Source: localaiops.com

## Consumer GPUs for Local LLM Inference

| GPU | VRAM | Used Price | $/GB VRAM | Llama 3.1 8B (tok/s) | Max Model (Q4) | Power Draw |
|-----|------|-----------|-----------|----------------------|-----------------|------------|
| RTX 3060 12GB | 12 GB | $200-250 | $17-21 | ~30 | 13B | 170W |
| RTX 3070 Ti | 8 GB | $250-350 | $31-44 | ~35 | 7B | 290W |
| RTX 3080 10GB | 10 GB | $350-450 | $35-45 | ~40 | 7B | 320W |
| **RTX 3090 24GB** | **24 GB** | **$700-900** | **$29-38** | **~50** | **Mixtral 8x7B** | **350W** |
| RTX 4070 Ti 12GB | 12 GB | $600-700 | $50-58 | ~45 | 13B | 285W |
| RTX 4080 16GB | 16 GB | $800-950 | $50-59 | ~55 | 13B | 320W |
| RTX 4090 24GB | 24 GB | $1,600-1,900 | $67-79 | ~75 | Mixtral 8x7B | 450W |

## VRAM Requirements by Model Size (Q4_K_M Quantization)

| Model | Parameters | VRAM Needed | Fits on 8GB? | Fits on 12GB? | Fits on 24GB? |
|-------|-----------|-------------|-------------|---------------|---------------|
| Phi-3 Mini | 3.8B | ~2.5 GB | YES | YES | YES |
| Llama 3.1 | 8B | ~5 GB | YES | YES | YES |
| Mistral | 7B | ~5 GB | YES | YES | YES |
| CodeLlama | 13B | ~8 GB | Tight | YES | YES |
| Llama 3.1 | 70B | ~40 GB | NO | NO | NO (need 2x 24GB) |
| Mixtral | 8x7B | ~26 GB | NO | NO | Tight |

## Quick Decision Guide

- **Budget ($200-300):** RTX 3060 12GB -- runs 7B-13B models, best entry point
- **Best value ($700-900):** RTX 3090 24GB -- 24GB VRAM at lowest $/GB, runs almost everything
- **Maximum speed ($1,600+):** RTX 4090 24GB -- fastest consumer GPU, same VRAM as 3090
- **70B models:** Need 2x RTX 3090 ($1,400-1,800 total) or 1x A100 80GB ($8,000+)

## Monthly Electricity Cost Estimates (US Average $0.16/kWh)

| GPU | Idle | Light Use (4h/day) | Heavy Use (12h/day) |
|-----|------|-------------------|---------------------|
| RTX 3060 | ~$3 | ~$13 | ~$25 |
| RTX 3090 | ~$5 | ~$22 | ~$50 |
| RTX 4090 | ~$6 | ~$28 | ~$65 |

## Key Takeaways

1. VRAM is the bottleneck -- not compute speed.

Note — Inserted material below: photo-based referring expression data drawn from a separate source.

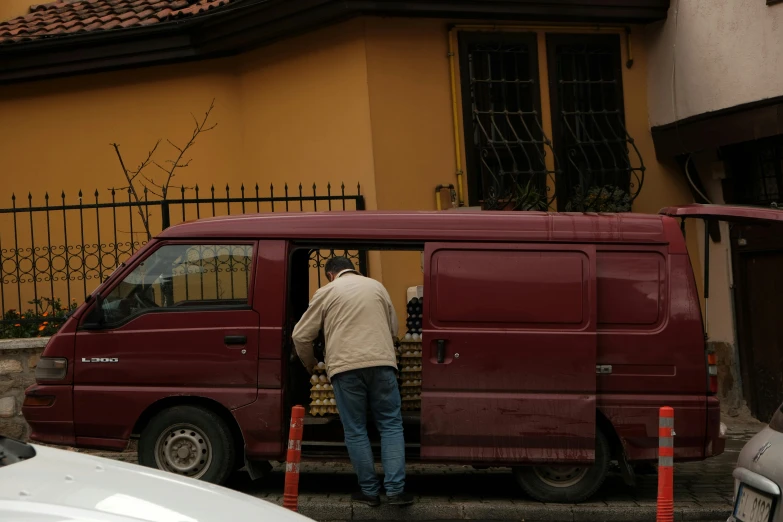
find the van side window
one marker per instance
(629, 288)
(475, 288)
(182, 276)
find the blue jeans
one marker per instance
(376, 387)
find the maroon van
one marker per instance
(549, 342)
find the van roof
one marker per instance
(435, 226)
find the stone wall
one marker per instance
(18, 359)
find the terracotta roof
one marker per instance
(69, 17)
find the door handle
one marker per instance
(235, 340)
(441, 351)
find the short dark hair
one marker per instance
(337, 264)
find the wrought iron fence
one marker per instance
(52, 255)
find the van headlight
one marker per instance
(51, 369)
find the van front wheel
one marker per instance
(566, 483)
(189, 441)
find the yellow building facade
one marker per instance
(368, 101)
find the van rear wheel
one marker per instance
(188, 441)
(569, 483)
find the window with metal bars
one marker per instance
(505, 142)
(756, 172)
(600, 167)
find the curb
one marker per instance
(424, 510)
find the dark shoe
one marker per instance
(366, 499)
(403, 499)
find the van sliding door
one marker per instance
(509, 353)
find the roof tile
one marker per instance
(68, 17)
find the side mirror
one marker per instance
(96, 319)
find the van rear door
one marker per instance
(509, 353)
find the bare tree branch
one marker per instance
(138, 181)
(131, 188)
(200, 128)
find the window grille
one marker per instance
(505, 142)
(602, 169)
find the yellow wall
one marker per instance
(367, 101)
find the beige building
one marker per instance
(714, 93)
(514, 105)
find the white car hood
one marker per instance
(65, 486)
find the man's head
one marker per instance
(335, 265)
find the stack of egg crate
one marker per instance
(322, 393)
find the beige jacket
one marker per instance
(359, 324)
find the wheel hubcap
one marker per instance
(561, 476)
(183, 449)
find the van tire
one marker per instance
(196, 432)
(576, 487)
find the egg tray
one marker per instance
(318, 411)
(321, 394)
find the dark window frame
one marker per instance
(475, 175)
(560, 143)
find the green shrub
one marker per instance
(43, 320)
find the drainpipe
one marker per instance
(455, 121)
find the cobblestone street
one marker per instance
(703, 492)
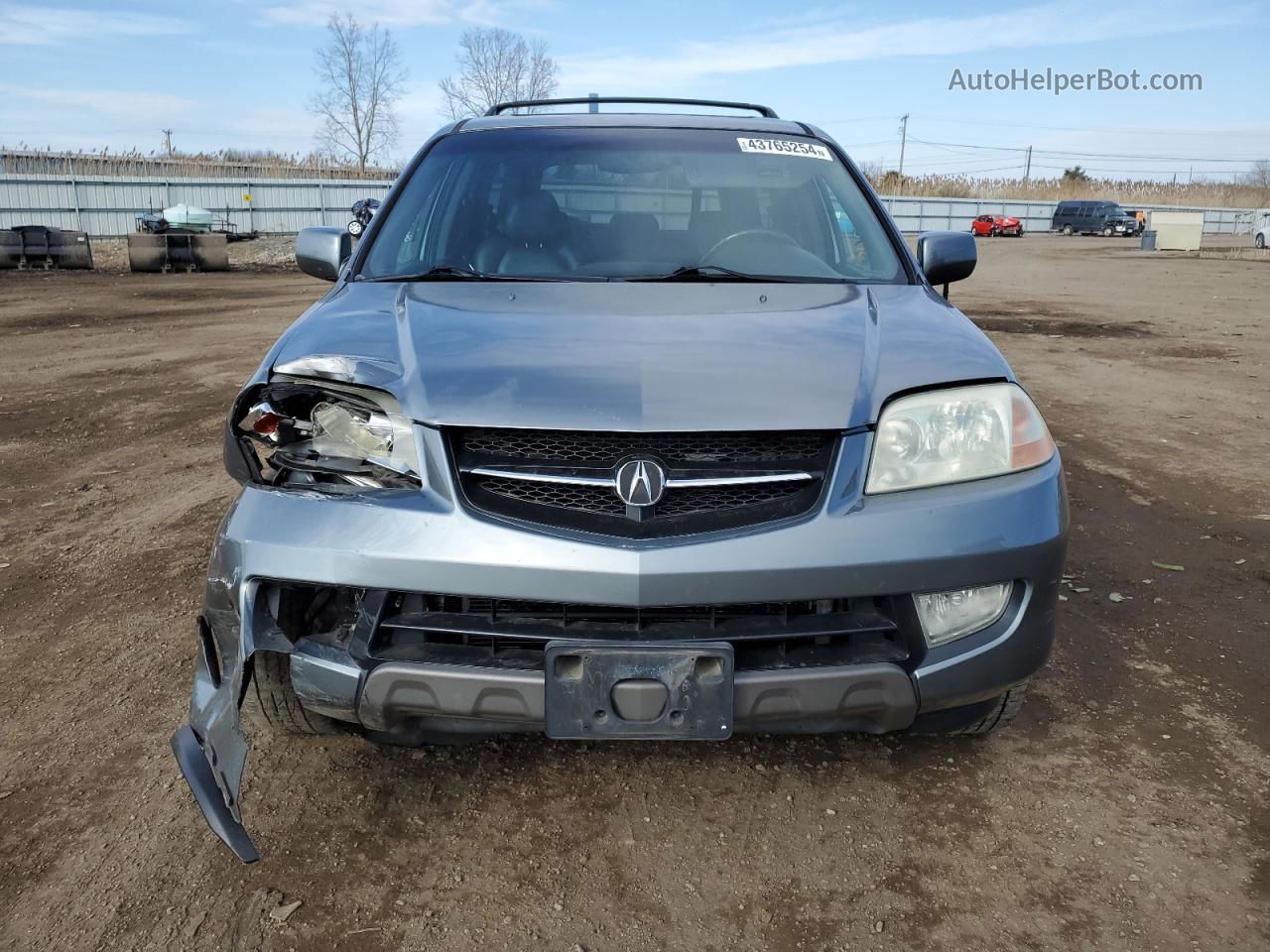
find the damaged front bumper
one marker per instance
(1012, 527)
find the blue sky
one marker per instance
(236, 72)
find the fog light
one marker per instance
(951, 615)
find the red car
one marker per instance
(993, 225)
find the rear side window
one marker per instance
(593, 203)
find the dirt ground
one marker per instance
(1127, 809)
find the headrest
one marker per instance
(535, 217)
(635, 226)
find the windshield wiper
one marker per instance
(447, 272)
(707, 272)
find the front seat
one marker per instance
(532, 240)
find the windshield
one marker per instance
(633, 203)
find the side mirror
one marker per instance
(947, 257)
(322, 250)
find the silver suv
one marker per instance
(625, 425)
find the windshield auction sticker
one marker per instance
(784, 146)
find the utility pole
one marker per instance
(903, 137)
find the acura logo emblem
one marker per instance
(639, 481)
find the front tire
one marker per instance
(271, 702)
(982, 717)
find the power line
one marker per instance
(1060, 154)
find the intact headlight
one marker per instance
(329, 435)
(956, 434)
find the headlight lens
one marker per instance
(318, 434)
(956, 434)
(951, 615)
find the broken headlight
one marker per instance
(317, 434)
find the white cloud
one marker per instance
(50, 26)
(116, 103)
(846, 40)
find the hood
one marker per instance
(620, 356)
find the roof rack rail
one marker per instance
(765, 111)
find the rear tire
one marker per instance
(980, 717)
(272, 705)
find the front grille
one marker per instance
(515, 633)
(684, 509)
(583, 499)
(602, 448)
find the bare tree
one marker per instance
(1260, 176)
(361, 79)
(498, 66)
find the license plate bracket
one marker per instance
(639, 690)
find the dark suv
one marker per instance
(1105, 218)
(625, 425)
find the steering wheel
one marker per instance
(766, 234)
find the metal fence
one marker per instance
(108, 206)
(104, 206)
(915, 214)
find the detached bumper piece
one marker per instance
(869, 698)
(198, 774)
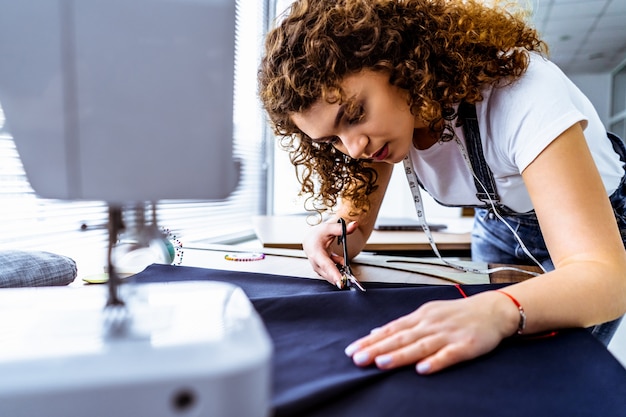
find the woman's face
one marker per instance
(375, 122)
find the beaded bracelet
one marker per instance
(522, 315)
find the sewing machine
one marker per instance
(115, 100)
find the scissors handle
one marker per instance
(348, 280)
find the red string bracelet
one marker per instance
(522, 315)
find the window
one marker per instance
(77, 229)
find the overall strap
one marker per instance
(468, 119)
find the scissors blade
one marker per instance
(352, 282)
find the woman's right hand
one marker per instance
(324, 253)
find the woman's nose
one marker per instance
(355, 145)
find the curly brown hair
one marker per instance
(441, 51)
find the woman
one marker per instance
(355, 86)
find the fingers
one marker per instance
(431, 338)
(319, 247)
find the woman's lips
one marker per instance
(381, 154)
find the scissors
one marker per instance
(348, 280)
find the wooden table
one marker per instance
(287, 232)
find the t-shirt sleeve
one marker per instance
(526, 116)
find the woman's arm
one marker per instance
(320, 244)
(587, 287)
(578, 224)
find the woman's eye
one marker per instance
(356, 116)
(330, 140)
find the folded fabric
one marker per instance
(311, 322)
(35, 269)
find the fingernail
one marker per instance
(349, 351)
(360, 358)
(423, 367)
(383, 361)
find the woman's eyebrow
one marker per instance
(340, 112)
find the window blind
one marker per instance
(77, 228)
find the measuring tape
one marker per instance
(412, 179)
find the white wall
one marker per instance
(398, 201)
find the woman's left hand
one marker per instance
(439, 334)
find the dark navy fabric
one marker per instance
(311, 322)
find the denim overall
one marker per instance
(493, 242)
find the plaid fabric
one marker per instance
(35, 269)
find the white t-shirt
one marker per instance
(517, 122)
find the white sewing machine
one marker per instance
(103, 97)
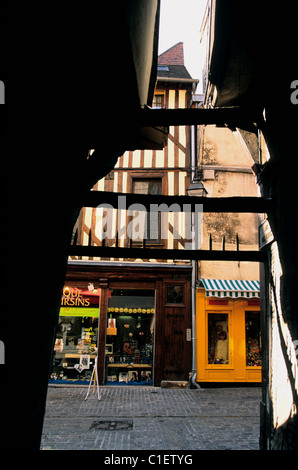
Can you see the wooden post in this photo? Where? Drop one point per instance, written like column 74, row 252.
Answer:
column 102, row 324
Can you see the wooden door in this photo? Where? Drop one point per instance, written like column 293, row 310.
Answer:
column 177, row 331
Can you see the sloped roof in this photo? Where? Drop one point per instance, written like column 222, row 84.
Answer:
column 171, row 63
column 173, row 56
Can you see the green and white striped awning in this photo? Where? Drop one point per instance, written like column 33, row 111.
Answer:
column 234, row 289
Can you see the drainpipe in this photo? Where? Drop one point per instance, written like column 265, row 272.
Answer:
column 193, row 163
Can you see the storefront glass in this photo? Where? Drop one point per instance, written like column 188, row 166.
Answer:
column 218, row 338
column 253, row 339
column 130, row 337
column 76, row 335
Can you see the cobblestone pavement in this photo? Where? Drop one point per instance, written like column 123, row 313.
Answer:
column 147, row 418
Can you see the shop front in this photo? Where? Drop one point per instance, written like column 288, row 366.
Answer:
column 75, row 346
column 229, row 346
column 130, row 337
column 135, row 319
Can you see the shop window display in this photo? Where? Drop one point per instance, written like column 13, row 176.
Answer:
column 75, row 346
column 130, row 337
column 253, row 339
column 218, row 338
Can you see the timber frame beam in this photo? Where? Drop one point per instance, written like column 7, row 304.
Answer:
column 186, row 203
column 174, row 254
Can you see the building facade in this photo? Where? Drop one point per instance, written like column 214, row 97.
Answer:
column 228, row 326
column 141, row 330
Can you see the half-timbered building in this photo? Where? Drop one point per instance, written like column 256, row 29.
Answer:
column 142, row 326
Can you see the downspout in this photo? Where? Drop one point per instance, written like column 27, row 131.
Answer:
column 193, row 163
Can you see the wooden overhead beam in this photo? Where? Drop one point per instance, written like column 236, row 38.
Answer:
column 157, row 253
column 232, row 116
column 186, row 203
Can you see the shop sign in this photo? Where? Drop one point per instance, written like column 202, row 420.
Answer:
column 79, row 302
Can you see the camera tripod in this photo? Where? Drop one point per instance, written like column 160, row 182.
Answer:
column 95, row 375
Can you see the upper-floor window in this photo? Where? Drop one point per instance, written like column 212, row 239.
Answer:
column 151, row 230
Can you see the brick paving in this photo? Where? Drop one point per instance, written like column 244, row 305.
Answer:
column 151, row 418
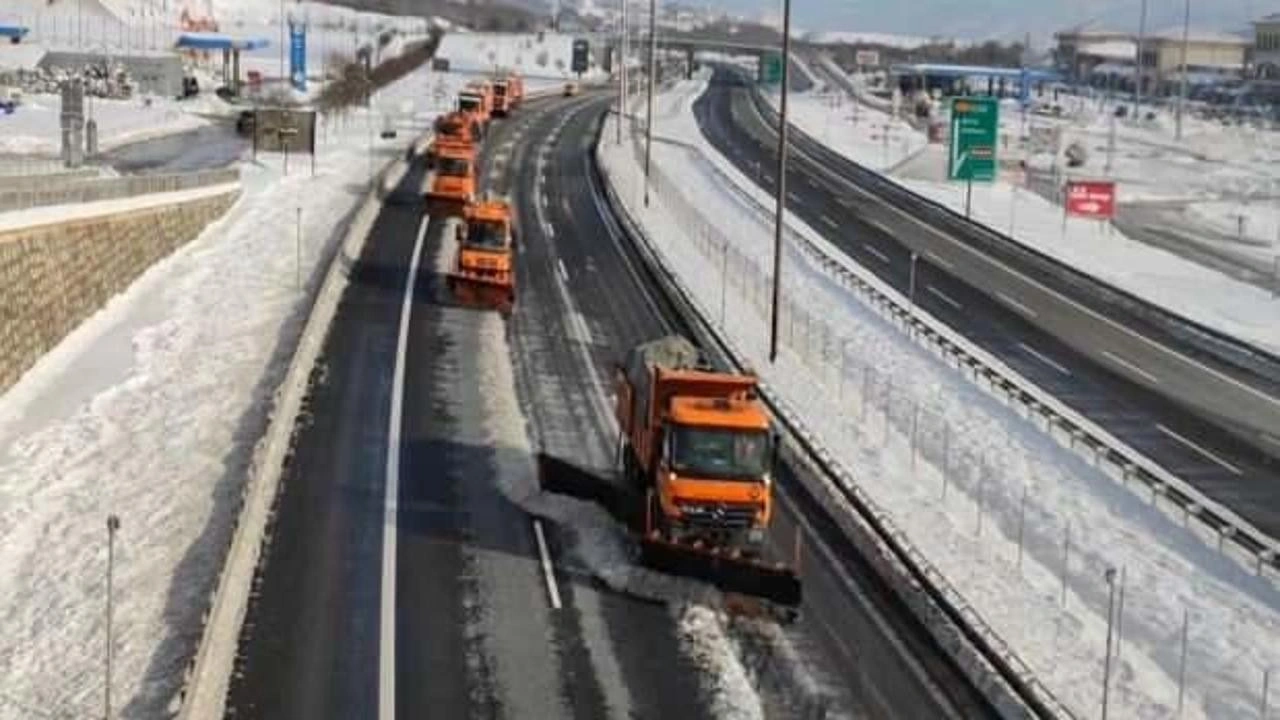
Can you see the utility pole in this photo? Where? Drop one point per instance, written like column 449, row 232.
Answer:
column 1106, row 665
column 622, row 69
column 1139, row 68
column 782, row 182
column 653, row 80
column 113, row 525
column 1182, row 87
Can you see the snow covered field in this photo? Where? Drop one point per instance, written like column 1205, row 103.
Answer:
column 33, row 130
column 1184, row 287
column 978, row 481
column 150, row 410
column 481, row 51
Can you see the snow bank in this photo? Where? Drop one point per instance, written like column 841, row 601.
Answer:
column 151, row 410
column 965, row 477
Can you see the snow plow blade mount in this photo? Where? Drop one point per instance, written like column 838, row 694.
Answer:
column 731, row 575
column 481, row 294
column 444, row 205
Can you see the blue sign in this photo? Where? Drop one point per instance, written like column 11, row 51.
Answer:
column 298, row 57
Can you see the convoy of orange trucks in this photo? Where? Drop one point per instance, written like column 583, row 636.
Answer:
column 698, row 446
column 484, row 270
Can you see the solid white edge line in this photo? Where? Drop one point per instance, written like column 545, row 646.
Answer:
column 387, row 630
column 1043, row 359
column 552, row 588
column 1124, row 363
column 1015, row 305
column 876, row 251
column 1230, row 468
column 945, row 297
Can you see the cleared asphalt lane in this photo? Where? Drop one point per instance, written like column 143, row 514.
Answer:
column 1225, row 468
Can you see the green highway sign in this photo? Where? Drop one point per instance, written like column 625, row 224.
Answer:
column 974, row 130
column 771, row 68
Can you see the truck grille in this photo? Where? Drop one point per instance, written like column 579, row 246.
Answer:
column 717, row 515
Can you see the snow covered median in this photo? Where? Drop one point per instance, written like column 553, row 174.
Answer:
column 1022, row 527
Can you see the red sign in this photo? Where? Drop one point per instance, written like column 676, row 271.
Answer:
column 1091, row 199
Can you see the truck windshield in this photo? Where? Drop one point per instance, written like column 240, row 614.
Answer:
column 731, row 455
column 485, row 235
column 453, row 167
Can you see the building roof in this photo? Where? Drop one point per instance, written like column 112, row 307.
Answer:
column 1200, row 35
column 937, row 69
column 219, row 41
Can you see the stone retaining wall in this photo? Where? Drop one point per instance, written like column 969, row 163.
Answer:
column 54, row 277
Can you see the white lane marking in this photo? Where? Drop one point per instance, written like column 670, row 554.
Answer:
column 938, row 261
column 1015, row 305
column 1124, row 363
column 548, row 575
column 945, row 297
column 391, row 511
column 1102, row 319
column 876, row 251
column 1043, row 358
column 1230, row 468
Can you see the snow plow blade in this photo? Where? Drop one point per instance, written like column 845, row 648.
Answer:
column 481, row 294
column 736, row 575
column 444, row 205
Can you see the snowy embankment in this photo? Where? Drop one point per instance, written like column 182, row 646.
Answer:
column 1180, row 286
column 1022, row 527
column 151, row 410
column 544, row 55
column 874, row 139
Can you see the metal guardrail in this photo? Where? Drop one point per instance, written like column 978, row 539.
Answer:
column 1101, row 296
column 967, row 633
column 1128, row 464
column 113, row 188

Buy the most VRAM you can afford.
2. Used RTX 3090s offer the best price-per-GB of VRAM in 2026.
3. Q4_K_M quantization gives ~90% of full-precision quality at ~25% of the VRAM.
4. CPU inference works but is 10-50x slower than GPU. Fine for testing, not production.